Estaba orgulloso de ser descendiente del Cid Campeador, hidalgo de pura cepa, pero nunca negaba su parte indígena, porque también sentía orgullo por el pasado guerrero de su madre. Mientras Alejandro de la Vega, siempre consciente de su clase social y de la limpieza de sangre, procuraba ocultar el mestizaje de su hijo, éste lo llevaba con la cabeza en alto. La relación de Diego con su madre era íntima y cariñosa, pero a ella no podía engañarla, como hacía de vez en cuando con su padre. Regina poseía un tercer ojo en la nuca para ver lo invisible y una firmeza de piedra para hacerse obedecer.

Su cargo de alcalde obligaba a Alejandro de la Vega a viajar con frecuencia a la sede de la gobernación en Monterrey. Regina aprovechó una de sus ausencias para llevar a Diego y Bernardo a la aldea de Lechuza Blanca, porque consideró que ya estaban en edad de hacerse hombres; pero eso, como tantas otras cosas, fue algo que no le contó a su marido, para evitar problemas. Con los años las diferencias entre ambos se habían acentuado, ya no bastaban los abrazos nocturnos para reconciliarse. Sólo la nostalgia del antiguo amor los ayudaba a permanecer juntos, a pesar de que vivían en mundos muy distantes y ya poco tenían que decirse.

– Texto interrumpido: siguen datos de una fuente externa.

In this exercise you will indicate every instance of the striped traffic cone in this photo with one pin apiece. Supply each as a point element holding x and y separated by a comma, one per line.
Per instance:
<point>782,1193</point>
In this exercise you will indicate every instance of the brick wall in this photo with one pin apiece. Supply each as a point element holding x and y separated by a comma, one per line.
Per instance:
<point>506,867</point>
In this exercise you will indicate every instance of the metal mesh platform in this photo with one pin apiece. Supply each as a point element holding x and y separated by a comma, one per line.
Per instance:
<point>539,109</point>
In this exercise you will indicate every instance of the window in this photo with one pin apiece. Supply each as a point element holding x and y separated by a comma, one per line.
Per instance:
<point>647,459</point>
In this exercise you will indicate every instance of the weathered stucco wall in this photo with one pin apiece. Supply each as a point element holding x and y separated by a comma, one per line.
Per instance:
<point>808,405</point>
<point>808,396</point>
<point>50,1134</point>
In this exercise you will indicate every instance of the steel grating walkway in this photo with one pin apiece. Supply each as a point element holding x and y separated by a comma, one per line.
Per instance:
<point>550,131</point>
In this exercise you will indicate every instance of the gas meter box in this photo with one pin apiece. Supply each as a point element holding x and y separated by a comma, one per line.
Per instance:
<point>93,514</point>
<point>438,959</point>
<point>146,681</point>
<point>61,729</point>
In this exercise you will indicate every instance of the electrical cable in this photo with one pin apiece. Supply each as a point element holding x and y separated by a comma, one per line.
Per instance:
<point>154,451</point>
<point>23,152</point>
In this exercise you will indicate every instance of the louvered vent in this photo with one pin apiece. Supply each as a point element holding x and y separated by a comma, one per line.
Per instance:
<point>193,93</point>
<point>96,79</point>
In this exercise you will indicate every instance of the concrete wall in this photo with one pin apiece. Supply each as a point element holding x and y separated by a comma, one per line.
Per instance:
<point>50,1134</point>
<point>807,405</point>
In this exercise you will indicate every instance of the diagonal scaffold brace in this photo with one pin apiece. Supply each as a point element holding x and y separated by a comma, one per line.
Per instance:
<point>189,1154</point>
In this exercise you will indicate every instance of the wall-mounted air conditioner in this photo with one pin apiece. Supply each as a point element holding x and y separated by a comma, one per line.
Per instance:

En los primeros años era tan urgente el entusiasmo amoroso de Alejandro, que más de una vez dio media vuelta en uno de sus viajes y galopó varias leguas sólo para estar un par de horas más con su mujer. No se cansaba de admirar su real belleza, que siempre le alborozaba el espíritu y le inflamaba el deseo, pero al mismo tiempo le avergonzaba su condición de mestiza. Por orgullo fingía ignorar que la cicatera sociedad colonial la rechazaba, pero con el tiempo empezó a culparla a ella por esos desaires; su mujer nada hacía por hacerse perdonar su sangre mezclada, era arisca y desafiante.

Regina se había esforzado al principio por acomodarse a las costumbres de su marido, a su idioma de consonantes ásperas, a sus ideas fijas, a su oscura religión, a los gruesos muros de su casa, a la ropa apretada y los botines de cabritilla, pero la tarea resultaba hercúlea y acabó dándose por vencida. Por amor había tratado de renunciar a sus orígenes y convertirse en española, pero no lo logró, porque seguía soñando en su propia lengua.